Illustration for article titled How A Retired School Administrator Became The CEO Of Truck Nutz

Truck Nutz bills its product as "the ultimate truck accessory," and it's certainly one of the most ubiquitous. Oversized pairs of testicles can be seen adorning the bumpers of vehicles throughout the country, teabagging America's parking lots and free-balling our freeways. Who do we blame/thank?


Despite the notoriety surrounding the anatomically-correct accessory, there isn't a whole lot of information online about the genesis of Truck Nutz. I chatted with the company's owner, 81-year-old Wilson Kemp, to find out more about the trail-hitch testicles taking the nation by storm. Believe me when I say that this is a man who personally handles a lot of balls.

Jalopnik: What was your life like before Truck Nutz?

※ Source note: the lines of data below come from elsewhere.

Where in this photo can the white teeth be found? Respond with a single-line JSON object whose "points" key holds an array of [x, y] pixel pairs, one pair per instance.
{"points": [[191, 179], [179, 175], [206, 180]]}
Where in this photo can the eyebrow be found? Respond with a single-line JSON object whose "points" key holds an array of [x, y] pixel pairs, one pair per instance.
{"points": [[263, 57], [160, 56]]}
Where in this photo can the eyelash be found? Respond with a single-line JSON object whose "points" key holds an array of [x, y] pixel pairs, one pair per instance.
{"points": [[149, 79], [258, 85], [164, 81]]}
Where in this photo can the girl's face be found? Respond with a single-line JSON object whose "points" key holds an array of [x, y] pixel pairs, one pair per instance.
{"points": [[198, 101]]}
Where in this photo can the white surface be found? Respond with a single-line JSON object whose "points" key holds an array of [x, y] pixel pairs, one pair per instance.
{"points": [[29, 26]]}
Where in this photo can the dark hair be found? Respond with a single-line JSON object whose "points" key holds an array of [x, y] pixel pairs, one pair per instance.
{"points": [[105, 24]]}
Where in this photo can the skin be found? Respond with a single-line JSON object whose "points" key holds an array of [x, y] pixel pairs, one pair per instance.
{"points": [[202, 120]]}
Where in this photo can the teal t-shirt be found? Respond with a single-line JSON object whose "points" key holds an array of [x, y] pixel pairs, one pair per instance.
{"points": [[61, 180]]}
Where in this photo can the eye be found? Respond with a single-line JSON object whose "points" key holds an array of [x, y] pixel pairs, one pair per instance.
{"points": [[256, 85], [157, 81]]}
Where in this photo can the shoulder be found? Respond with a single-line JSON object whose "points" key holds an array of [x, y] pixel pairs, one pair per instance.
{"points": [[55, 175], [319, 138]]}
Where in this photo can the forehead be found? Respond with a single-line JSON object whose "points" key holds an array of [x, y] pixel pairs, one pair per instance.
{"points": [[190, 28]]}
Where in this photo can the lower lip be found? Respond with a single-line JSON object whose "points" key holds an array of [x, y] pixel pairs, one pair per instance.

Wilson Kemp: I was retired. I was a school admin at a junior college in Columbia, Georgia. I was looking for something to keep me out of trouble and off the streets, and I came across a young guy selling his business on eBay. I got in touch with him, this was about 13 years ago, and I bought it from him.


J: What did you find out on that first phone call?

WK: He told me about how he first made them. He went to a modeling shop and got some modeling clay, and he and his wife made a mold and took it to a model maker. These things are made of plastic and molded into shape. Anyway, he thought it was a quirky thing and people would get a kick out of it. We've expanded since then, into different colors and stuff.

J: What's the Truck Nutz business model like?

WK: We've been selling them for 14 years, out of my home, in my garage. We've sold these things practically all over the world, in Europe, South America, and of course in this country. We sell retail directly to consumers, and I sell wholesale.


J: I didn't realize they had international appeal.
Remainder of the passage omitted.